Способность давать ответы, которые абсолютно ни на что не отвечали, кажется, была его мастерским вершинным коньком. Как и глядеть да убирать за ухо волосы так, чтобы в животе и голове мгновенно перемыкало и куда-то, совсем того не спрашиваясь, плыло.
— Я же сказал, что решу сам, что мне делать, а что нет. Поэтому прекрати уже это повторять.
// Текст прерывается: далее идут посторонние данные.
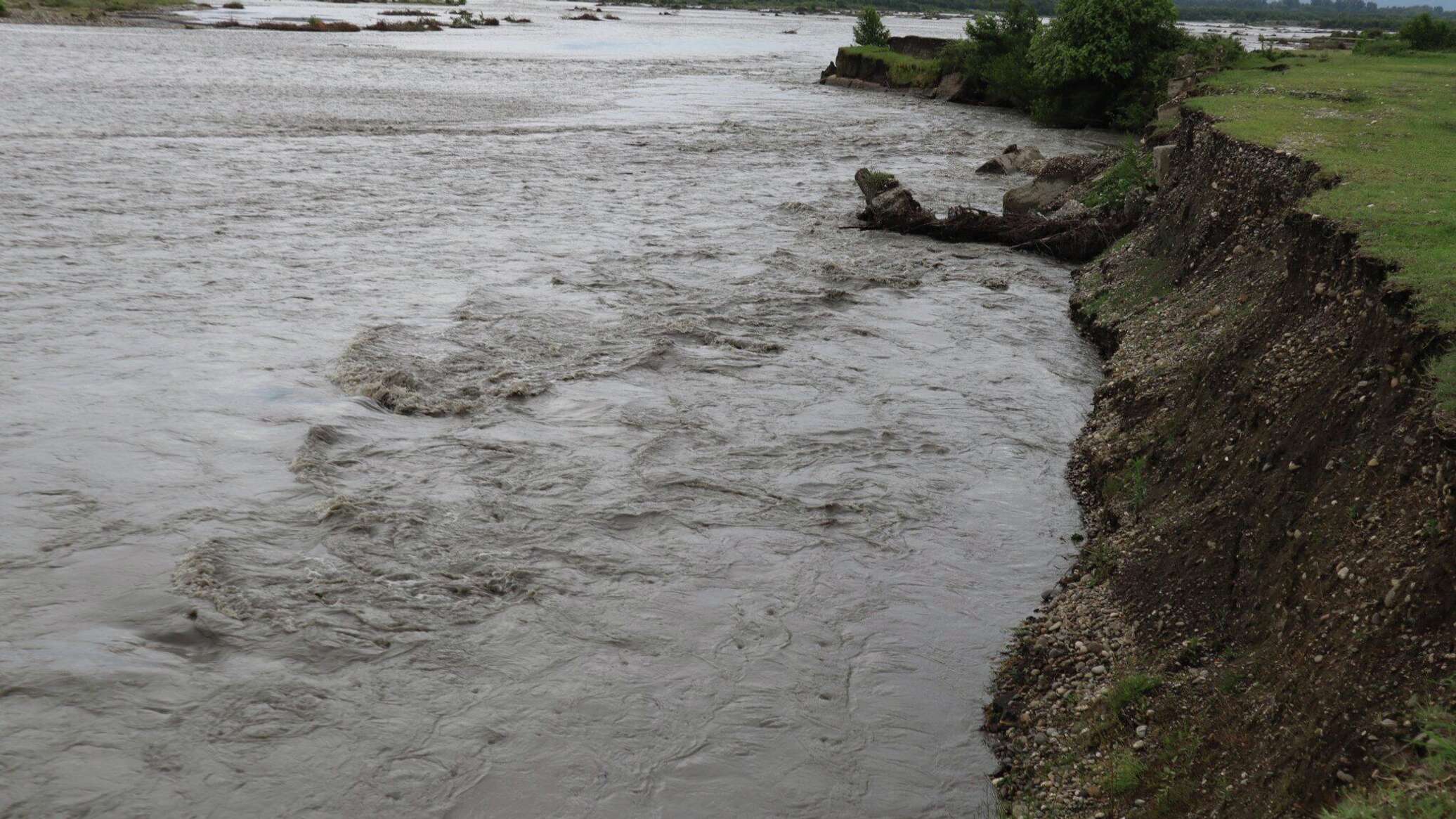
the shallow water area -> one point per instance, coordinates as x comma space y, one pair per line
501, 423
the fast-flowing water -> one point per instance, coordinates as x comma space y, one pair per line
501, 423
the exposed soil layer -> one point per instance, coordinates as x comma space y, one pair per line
1264, 593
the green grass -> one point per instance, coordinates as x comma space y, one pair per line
1129, 484
1417, 790
1133, 171
903, 70
1154, 278
1129, 691
1386, 126
1124, 773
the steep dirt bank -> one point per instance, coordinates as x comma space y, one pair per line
1266, 589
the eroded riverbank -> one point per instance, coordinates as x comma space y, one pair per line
739, 506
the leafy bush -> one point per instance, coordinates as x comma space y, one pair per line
995, 57
1429, 34
1133, 171
1104, 60
870, 30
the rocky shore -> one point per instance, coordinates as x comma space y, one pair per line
1261, 605
1259, 620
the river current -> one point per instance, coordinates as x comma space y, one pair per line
501, 423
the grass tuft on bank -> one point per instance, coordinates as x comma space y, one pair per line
903, 69
1386, 126
1417, 789
58, 11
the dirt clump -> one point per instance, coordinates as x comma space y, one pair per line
1263, 598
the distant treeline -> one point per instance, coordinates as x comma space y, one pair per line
1356, 15
1353, 15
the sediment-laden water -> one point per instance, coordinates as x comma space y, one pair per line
500, 423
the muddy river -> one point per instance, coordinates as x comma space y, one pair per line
500, 423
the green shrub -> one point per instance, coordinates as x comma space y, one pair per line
1124, 773
1384, 47
995, 57
1129, 691
1104, 62
1429, 34
870, 30
1133, 172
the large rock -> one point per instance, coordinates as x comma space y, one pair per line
1058, 176
1034, 195
1011, 159
892, 206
Подумаешь, напугал… Да я всю свою школьную жизнь был вечным изгоем и натерпелся такого, что тебе, поспорить готов, и близко не снилось.
Сказано это было между дел, строк, сгоряча, без всякого умысла вообще, но почему-то взяло и как-то так пространно сработало снова: Кай сделался внимательнее, задумчивее, разбитее, и сигарету эту свою, которую вот-вот собирался засунуть обратно в рот, опустил, принявшись разломанно и по-детски надрывать ногтями кусок папируса да ссыпать на землю подогретый чёрный порох.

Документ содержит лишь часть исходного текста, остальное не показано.